At the next meeting I began explaining my “solution” to a student volunteer, who had to endure some inarticulate nonsense along the lines of “I tried arranging the ants every each way, and it didn’t work”. He gently offered a few hints, and finally asked whether I could think of some characteristic specific to the chessboard and suggested that I drew it in my notebook. That was the moment when the light bulb went off: “The squares are black and white, and there are 30 blacks and 32 whites!” Indeed, each ant has to move to a square of the opposite color, and there are more white squares than black. Even writing this, I get choked up, recalling the sensation of suddenly seeing a crisp and elegant solution instead of a swarm of ants crawling all over the place. This is how the pigeonhole (Dirichlet) principle was introduced, and I got hooked and stayed with the circle.
Twice-weekly sessions of the math circle led to a summer camp, with three weeks of several hours of math per day. This became an annual ritual until I graduated from the high school, which recruited from the same math circle, and then came back as an instructor. Intellectually it was a fairly cloistered environment but it did lead to many wonderful things in my life, and it was more than balanced by seismic shifts happening in the world outside (the country ceased to exist, for one).

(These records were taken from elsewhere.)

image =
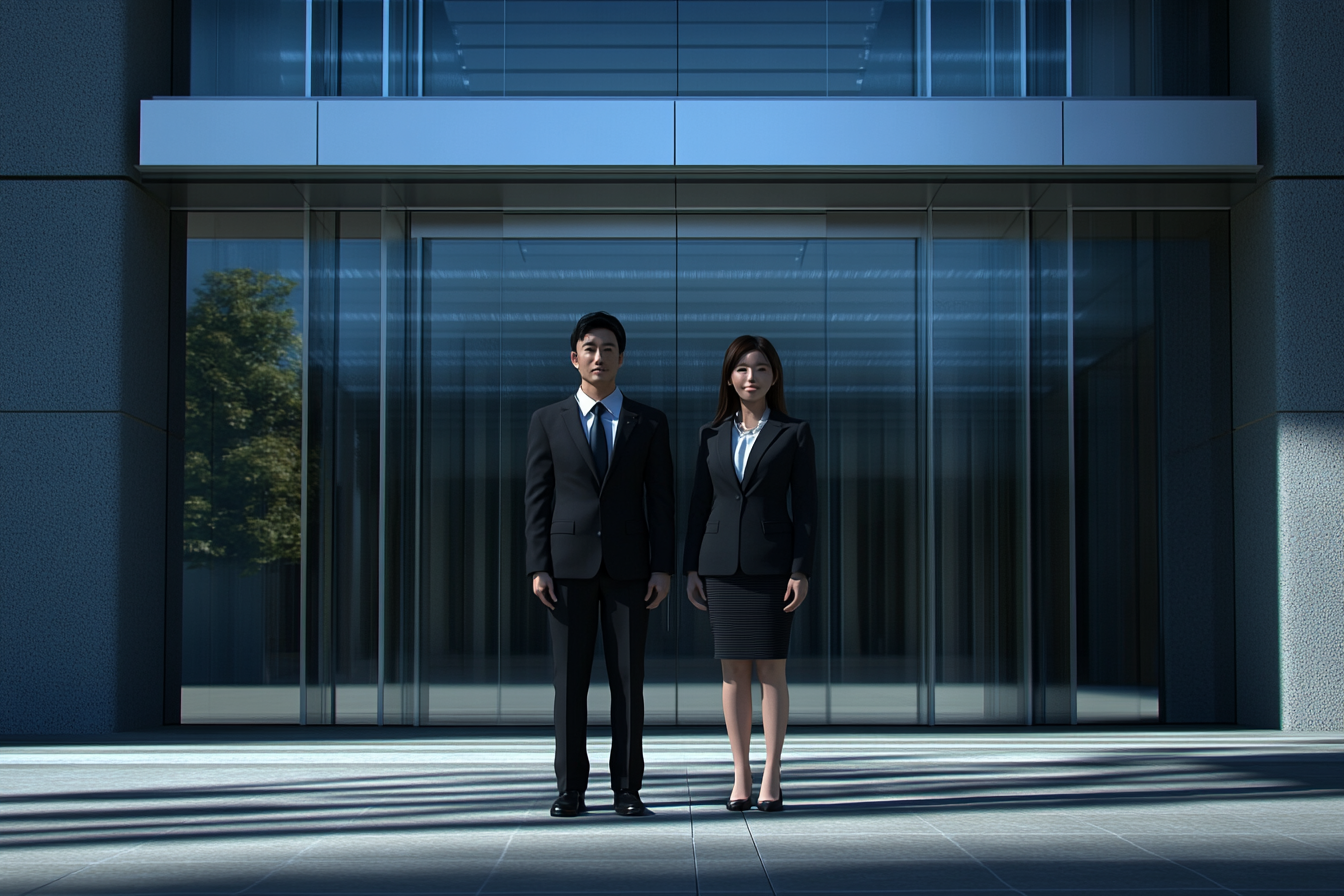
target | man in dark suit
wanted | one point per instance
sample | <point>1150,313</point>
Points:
<point>600,544</point>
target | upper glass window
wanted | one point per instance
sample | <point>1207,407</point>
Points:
<point>708,47</point>
<point>247,47</point>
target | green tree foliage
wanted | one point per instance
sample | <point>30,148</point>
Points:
<point>243,421</point>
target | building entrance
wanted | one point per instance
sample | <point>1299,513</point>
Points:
<point>956,391</point>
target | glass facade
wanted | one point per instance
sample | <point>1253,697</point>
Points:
<point>983,384</point>
<point>708,47</point>
<point>242,478</point>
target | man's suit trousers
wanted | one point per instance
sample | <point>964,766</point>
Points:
<point>582,605</point>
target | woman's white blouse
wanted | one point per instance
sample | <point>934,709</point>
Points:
<point>743,439</point>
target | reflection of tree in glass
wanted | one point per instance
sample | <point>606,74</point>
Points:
<point>243,421</point>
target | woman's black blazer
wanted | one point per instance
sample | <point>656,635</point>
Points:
<point>746,524</point>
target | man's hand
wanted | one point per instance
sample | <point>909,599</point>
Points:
<point>695,591</point>
<point>544,589</point>
<point>659,586</point>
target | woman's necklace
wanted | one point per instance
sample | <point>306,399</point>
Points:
<point>742,426</point>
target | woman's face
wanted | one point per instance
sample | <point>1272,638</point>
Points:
<point>753,376</point>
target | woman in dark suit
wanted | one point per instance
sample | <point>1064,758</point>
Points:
<point>747,560</point>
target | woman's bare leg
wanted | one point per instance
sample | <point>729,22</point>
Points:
<point>737,715</point>
<point>774,718</point>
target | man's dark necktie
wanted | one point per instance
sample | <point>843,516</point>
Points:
<point>597,439</point>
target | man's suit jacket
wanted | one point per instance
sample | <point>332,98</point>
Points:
<point>575,523</point>
<point>746,524</point>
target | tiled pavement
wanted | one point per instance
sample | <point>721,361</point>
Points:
<point>202,810</point>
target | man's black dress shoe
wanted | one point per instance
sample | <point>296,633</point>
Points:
<point>567,805</point>
<point>628,803</point>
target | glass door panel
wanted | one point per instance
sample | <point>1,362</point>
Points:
<point>460,482</point>
<point>979,513</point>
<point>872,368</point>
<point>773,288</point>
<point>499,315</point>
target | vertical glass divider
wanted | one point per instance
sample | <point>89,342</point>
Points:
<point>382,456</point>
<point>1024,583</point>
<point>928,65</point>
<point>1073,490</point>
<point>387,26</point>
<point>992,46</point>
<point>420,55</point>
<point>1022,51</point>
<point>1069,92</point>
<point>308,89</point>
<point>303,485</point>
<point>930,605</point>
<point>831,452</point>
<point>415,360</point>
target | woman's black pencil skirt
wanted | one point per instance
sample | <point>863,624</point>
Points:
<point>747,618</point>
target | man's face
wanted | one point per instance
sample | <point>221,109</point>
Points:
<point>598,357</point>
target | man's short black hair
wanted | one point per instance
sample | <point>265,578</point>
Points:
<point>597,320</point>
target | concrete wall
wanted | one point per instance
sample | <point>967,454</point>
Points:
<point>84,341</point>
<point>1288,362</point>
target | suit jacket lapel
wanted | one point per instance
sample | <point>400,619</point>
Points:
<point>721,450</point>
<point>571,422</point>
<point>769,433</point>
<point>624,427</point>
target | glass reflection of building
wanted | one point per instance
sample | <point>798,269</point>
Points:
<point>985,378</point>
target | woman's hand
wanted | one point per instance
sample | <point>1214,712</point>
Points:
<point>695,591</point>
<point>794,593</point>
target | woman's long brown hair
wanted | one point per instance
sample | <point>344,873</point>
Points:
<point>729,400</point>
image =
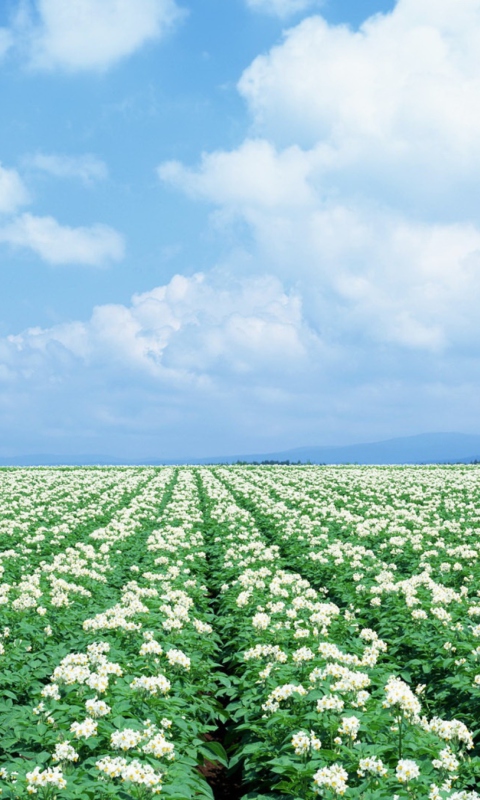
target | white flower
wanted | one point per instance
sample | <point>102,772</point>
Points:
<point>407,770</point>
<point>334,778</point>
<point>85,729</point>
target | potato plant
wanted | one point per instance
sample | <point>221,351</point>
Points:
<point>312,631</point>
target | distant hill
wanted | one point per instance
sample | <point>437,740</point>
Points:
<point>425,448</point>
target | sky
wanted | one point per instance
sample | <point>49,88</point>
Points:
<point>237,226</point>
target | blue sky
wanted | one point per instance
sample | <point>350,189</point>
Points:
<point>237,226</point>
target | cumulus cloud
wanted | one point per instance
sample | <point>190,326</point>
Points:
<point>13,192</point>
<point>390,109</point>
<point>281,8</point>
<point>255,175</point>
<point>81,35</point>
<point>360,177</point>
<point>95,246</point>
<point>193,330</point>
<point>87,168</point>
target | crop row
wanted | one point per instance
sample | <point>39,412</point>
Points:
<point>322,623</point>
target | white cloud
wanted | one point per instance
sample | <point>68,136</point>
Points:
<point>391,108</point>
<point>13,192</point>
<point>360,179</point>
<point>94,34</point>
<point>88,168</point>
<point>255,175</point>
<point>95,246</point>
<point>281,8</point>
<point>199,330</point>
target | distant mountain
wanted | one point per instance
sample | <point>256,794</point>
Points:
<point>425,448</point>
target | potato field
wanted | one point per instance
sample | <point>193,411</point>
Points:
<point>240,632</point>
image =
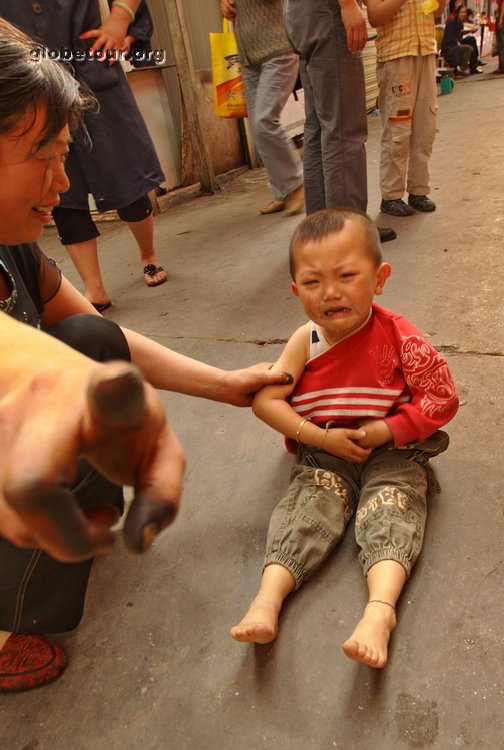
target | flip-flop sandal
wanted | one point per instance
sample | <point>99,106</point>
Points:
<point>151,270</point>
<point>101,306</point>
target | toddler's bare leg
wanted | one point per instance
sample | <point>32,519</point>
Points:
<point>369,641</point>
<point>260,624</point>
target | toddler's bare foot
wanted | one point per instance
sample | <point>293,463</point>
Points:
<point>369,641</point>
<point>260,624</point>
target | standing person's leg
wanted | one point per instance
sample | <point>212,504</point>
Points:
<point>304,528</point>
<point>389,528</point>
<point>396,81</point>
<point>37,593</point>
<point>267,87</point>
<point>78,232</point>
<point>423,133</point>
<point>313,170</point>
<point>338,97</point>
<point>474,60</point>
<point>499,31</point>
<point>138,216</point>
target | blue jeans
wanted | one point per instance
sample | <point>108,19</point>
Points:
<point>335,106</point>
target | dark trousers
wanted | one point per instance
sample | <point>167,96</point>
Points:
<point>39,594</point>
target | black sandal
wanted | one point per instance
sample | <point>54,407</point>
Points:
<point>151,270</point>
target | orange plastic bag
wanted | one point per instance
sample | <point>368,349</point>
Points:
<point>227,79</point>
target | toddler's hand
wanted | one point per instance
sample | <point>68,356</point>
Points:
<point>376,432</point>
<point>346,444</point>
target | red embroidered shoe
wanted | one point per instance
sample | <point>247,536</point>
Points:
<point>27,661</point>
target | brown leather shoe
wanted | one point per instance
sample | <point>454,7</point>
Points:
<point>27,661</point>
<point>273,207</point>
<point>295,202</point>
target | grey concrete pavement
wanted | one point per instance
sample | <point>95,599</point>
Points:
<point>152,665</point>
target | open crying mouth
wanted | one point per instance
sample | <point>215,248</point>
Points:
<point>336,310</point>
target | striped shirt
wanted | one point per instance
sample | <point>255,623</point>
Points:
<point>385,370</point>
<point>410,32</point>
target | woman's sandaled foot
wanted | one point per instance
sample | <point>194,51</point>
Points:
<point>260,625</point>
<point>369,641</point>
<point>102,306</point>
<point>154,275</point>
<point>28,661</point>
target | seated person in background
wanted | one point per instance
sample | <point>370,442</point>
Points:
<point>462,57</point>
<point>369,396</point>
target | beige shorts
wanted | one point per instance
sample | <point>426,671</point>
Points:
<point>387,494</point>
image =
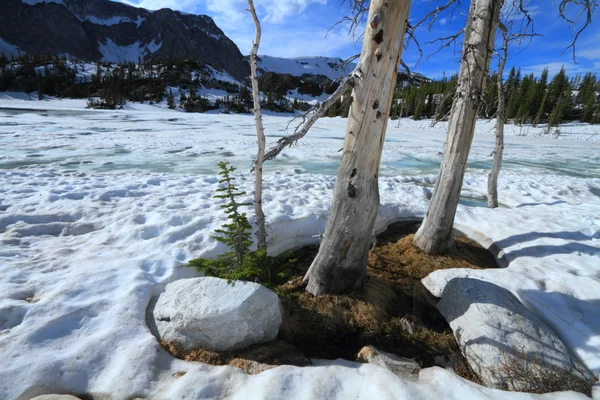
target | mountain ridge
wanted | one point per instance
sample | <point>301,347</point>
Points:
<point>115,32</point>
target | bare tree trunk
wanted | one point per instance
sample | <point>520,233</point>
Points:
<point>499,146</point>
<point>341,262</point>
<point>261,233</point>
<point>435,234</point>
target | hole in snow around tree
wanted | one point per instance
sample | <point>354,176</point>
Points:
<point>392,311</point>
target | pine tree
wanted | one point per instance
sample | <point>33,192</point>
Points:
<point>171,100</point>
<point>587,115</point>
<point>236,234</point>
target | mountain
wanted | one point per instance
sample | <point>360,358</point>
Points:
<point>332,68</point>
<point>103,30</point>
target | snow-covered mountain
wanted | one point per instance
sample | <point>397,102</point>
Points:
<point>102,30</point>
<point>333,68</point>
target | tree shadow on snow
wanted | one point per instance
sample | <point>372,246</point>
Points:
<point>545,250</point>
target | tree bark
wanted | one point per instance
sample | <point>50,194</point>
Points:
<point>261,232</point>
<point>341,262</point>
<point>435,234</point>
<point>499,146</point>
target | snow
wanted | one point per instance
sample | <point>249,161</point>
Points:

All math circles reflected personalities of their leaders. The hallmarks of mine was a high number of girls, due to Anna Bogomolnaia’s efforts, and its bias towards mathematical analysis, fueled by professional interests of other instructors—Evgueni Abakoumov, Lev Parnes (who tragically died in 1993), Evgeny Dubtsov, and Fedor Nazarov. They all shared passion for teaching, learning, and practicing mathematics, which proved to be infectious for many of my fellow members.
I fell under the spell of computers and CS while still attending the math circle, but that’s a different story.
Update: This post would be incomplete without referencing two books: one very recent, “Mathematical Circle Diaries, Year 1: Complete Curriculum for Grades 5 to 7” by Anna Burago, and one slightly older, aptly titled “Mathematical Circles: Russian Experience” by Dmitri Fomin, Sergey Genkin (my math-circle grandfather and a fellow Microsoftie) and Ilia Itenberg.